Cramer recommends buying SPDR GoldShares ETF (GLD) as better and safer than individual gold stocks, but is beginning to like Market Vectors Junior Gold Miners ETF (GDXJ), which includes 38 medium and small gold miners; these younger miners have more room to run.

Special Guest, New York Times Columnist and author Andrew Ross Sorkin, Too Big to Fail: Morgan Stanley (NYSE:MS), Goldman Sachs (NYSE:GS), Wells Fargo (NYSE:WFC)

New York Times columnist Andrew Sorkin discussed his new book Too Big to Fail, which is a behind-the-scenes story of the financial crisis and the events that led up to it. Cramer asked Sorkin who was the biggest hero and the biggest villian of the crisis. The biggest hero was Morgan Stanley (MS) CEO John Mack, who disobeyed the orders of Timothy Geithner, Ben Bernanke and Hank Paulson who told him to sell his company when it was trading at $1 a share.

Sorkin raises fascinating questions in the book, including why Lehman Brothers was allowed to fail while other banks were not (Sorkin reveals that Goldman Sachs (GS) "was the next domino to fall.")
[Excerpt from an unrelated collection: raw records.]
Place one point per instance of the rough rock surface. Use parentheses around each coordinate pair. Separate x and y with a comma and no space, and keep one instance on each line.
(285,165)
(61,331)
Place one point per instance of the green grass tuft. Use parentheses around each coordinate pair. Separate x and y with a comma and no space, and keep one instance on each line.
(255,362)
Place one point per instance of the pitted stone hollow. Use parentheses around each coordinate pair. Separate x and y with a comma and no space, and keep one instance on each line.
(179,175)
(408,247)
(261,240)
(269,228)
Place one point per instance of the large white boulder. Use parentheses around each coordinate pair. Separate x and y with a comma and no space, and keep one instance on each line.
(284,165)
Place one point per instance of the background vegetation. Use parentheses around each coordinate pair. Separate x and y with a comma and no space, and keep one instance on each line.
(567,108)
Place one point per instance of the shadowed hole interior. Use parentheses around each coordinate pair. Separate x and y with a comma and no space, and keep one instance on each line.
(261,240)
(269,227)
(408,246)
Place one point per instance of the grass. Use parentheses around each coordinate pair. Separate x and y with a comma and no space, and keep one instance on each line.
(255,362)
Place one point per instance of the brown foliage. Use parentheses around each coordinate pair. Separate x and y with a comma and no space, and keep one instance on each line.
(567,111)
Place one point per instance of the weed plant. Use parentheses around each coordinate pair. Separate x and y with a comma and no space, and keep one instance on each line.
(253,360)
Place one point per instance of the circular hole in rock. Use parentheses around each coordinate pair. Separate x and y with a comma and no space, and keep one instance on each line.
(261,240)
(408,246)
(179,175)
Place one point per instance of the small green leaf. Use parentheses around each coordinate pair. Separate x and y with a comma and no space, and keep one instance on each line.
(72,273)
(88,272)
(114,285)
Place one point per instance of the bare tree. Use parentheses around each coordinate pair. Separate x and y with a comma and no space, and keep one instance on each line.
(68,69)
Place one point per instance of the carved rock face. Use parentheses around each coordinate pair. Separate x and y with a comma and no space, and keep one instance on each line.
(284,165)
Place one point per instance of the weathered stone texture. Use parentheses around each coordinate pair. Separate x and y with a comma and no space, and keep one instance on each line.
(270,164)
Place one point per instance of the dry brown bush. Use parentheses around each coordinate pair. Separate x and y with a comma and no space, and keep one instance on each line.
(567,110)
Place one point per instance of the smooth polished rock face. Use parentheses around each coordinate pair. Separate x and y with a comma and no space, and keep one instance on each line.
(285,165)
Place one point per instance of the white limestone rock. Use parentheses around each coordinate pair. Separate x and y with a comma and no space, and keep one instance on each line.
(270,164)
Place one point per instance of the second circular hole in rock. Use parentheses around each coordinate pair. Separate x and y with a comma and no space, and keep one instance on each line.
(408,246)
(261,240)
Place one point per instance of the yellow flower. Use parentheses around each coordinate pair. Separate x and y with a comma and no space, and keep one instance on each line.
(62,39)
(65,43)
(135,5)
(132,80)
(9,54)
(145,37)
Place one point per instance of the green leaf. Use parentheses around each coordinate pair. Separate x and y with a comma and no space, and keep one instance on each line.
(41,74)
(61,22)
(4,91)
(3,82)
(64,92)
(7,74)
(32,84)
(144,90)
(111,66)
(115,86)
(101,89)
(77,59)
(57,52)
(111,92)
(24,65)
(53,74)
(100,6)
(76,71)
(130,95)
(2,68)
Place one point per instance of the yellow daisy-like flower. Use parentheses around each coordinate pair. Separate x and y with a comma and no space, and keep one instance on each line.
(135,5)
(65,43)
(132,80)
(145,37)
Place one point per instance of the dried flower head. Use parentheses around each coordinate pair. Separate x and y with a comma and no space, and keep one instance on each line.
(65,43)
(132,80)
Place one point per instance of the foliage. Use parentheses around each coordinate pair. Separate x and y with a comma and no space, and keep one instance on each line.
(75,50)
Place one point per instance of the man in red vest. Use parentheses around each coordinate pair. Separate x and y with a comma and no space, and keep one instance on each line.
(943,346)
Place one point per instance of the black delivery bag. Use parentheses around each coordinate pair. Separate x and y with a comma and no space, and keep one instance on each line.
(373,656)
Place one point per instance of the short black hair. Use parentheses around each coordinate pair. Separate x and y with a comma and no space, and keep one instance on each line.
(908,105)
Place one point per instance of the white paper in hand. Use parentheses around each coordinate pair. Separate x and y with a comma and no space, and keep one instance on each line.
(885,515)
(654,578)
Sorkin explained why the government lent so much money to the banks with so few guidelines. There was a real concern banks wouldn't want to take the government's money and allow it to meddle in the running of their companies, so the government presented the loans with few strings attached, because the banks desperately needed the funding.

In terms of villians, Andrew Sorkin says if he were a prosecutor he would "either have to indict every character in the book or no one at all."

Cramer asked about Wells Fargo (WFC), one of his holdings. Sorkin says the bank has a reputation of being careful to examine all the ramifications before making deals.

JDS Uniphase (JDSU), Alcatel-Lucent (ALA), Cisco (NASDAQ:CSCO), Imax (NYSE:IMAX)

Cramer has disliked JDS Uniphase for a decade since the stock lost 99% of its value in the bust that was preceded by JDS' 7,000% climb between 1997-2001. This telco-testing equipment and optical-components company is joining in the mobile internet tsunami; 47% of its sales come from test and measurement equipment for broadband and wireless carriers. JDS will profit from new proposals to expand wireless infrastructure.

Cramer puts his faith in Sanford Bernstein’s Jeff Evenson, the analyst who has been bullish on JDS since it reported a better-than-expected quarter on November 5 and has raised his target on the stock to $8.50. Cramer thinks the other six analysts will follow Evanson's lead.

JDS makes optical components for Alcatel-Lucent (ALA) and Cisco (CSCO) whose network equipment requires state-of-the-art fiber-optic lines to transport audio and video data. JDS is working on a photonic chip to make this process more efficient, and produces lasers for biotech, graphic and materials processing and security technology. The company even produces 3-D glasses which have been a major source of revenue thanks to the success of IMAX (IMAX).

JDS Uniphase currently trades at $7.20, but Thomas Weisel Partners has valued the stock at $11.30. Cramer is bullish on JDS Uniphase and predicts more analysts will get behind the stock.